Dont go giving them ideas :lol: :lol:
Dont go giving them ideas :lol: :lol:
We're in a similar situation. Having a new sports hall built at the moment on the other side of a public road, but must have it linked to the main school network (one of the conditions of the grant that’s funding the build). Was originally going to be a simple WIFI connection, but they want to do streaming media among other things which I don't think a 54Mbit link will cope with very well.
Had quotes of 10-15K for digging up the road and laying fibre, which is really way more than we can afford.
Have looked at laser, but there was on-going servicing costs as well as the initial purchase/installation.
The distance is only around 80-100 metres and there is a clear line of sight.
Any advice would be of great help.
when you say road, do you mean pubic highway or private school road?
You could cut down the costs considerably by using overhead cabling rather than digging a hole.
This of course assumes that you have plenty of height, you own the land in between and other overhead wires exist. For instance, if there will be a phone line going to the building suing an overhead wire, why spend £10K burrying your fibre?!? ;) It all depends on what your school policy is.
Another thought is to see what conduit is being run between buildings - you could steal a bit of space in some ;)
Ric, those were my thoughts, we use overhead, as well as KMs of duct work under the roads with the fibre in them. So shop around though as you may find using your sparks and yourself makes things cheaper. I was quoted by NYCC £800 for networking an external classroom (duct work in place already, and it was CAT5 not fibre) I did it for the cost of the materials and 2 days overtime, came to about £200 including the overtime bill for me and we had some spare CAT5 at the end of it for the next few projects.
You gotta be carefull with over head links and Fiber if its going to get tossed around alot by the wind some breakage may occur. Its worth getting it put in the ground just to see one of those mole machines in action :lol:
Or just do like I have done in the past, - spade, pick axe, and some hard digging, makes life far far cheaper, and saves on the need to go to they gym :D
... or make more productive use of the PE departments detentions? :lol:Quote:
Originally Posted by john
Rats, I wish I had thought of that one before! But as I did the work in the holidays it would not have been easy to get the kids to do it, but for future jobs I will remember it.Quote:
Originally Posted by ChrisH
Thanks for the replies.
It's a public highway, not ours. We did get a cheaper quote for going under the road from a local contractor, but the county council won't let them dig up the road unless the staff they use have some sort of 'road digging up' certificate, which will cost them and thus push up the quote considerably!
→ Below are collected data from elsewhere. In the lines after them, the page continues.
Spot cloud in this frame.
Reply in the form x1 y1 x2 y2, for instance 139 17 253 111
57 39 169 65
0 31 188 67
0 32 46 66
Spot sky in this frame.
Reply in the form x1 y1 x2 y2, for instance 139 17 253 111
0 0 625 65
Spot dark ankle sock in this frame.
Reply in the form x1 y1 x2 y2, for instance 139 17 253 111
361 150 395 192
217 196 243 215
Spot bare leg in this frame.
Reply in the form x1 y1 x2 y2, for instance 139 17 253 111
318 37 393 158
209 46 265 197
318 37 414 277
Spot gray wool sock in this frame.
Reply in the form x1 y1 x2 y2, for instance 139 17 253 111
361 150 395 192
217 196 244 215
There is a BT conduit under the road, but they won't let us use it. Apparently they did allow others to use their conduits in the past, but had lots of problems with their own cables being damaged so they stopped.
So the only options I can see are a WIFI link which will almost certainly be too slow, or laser or microwave links which are more expensive and require ongoing specialist servicing (yet more costs).
The way I see it is if a job is worth doing, and clearly this link is going to be used, its worth doing it properly otherwise you will spend your life chasing after it. You could try and tie in the fibre optics with something like future VOIP teleco provisions to the building, CCTV provisions and anything else where the fibre may be used.
Another option might be to get a company in to lay a conduit for you, which would mean that you could get a cheaper networking company to lay the fibre. Just a thought ;)
On the subject of overhead cabling, I used it last year to cable two buildings on the very cheap. We were having a building renovated so we asked the guys to put up the catenary and drill the holes into the building and I run the route inside and connected everything.
The catenary wire cost me £40 and external grade cat5 was £60 for 305m.
Had to do it in a rush so there's a few sags which looks pants but I ran 3 wires across and so theres some redundancy.
You would do very well to run it without any kinks, especially with three cables im sure it's fine :D
What about asking BT to run a fibre for you MrL? - they could run it in thier existing conduit.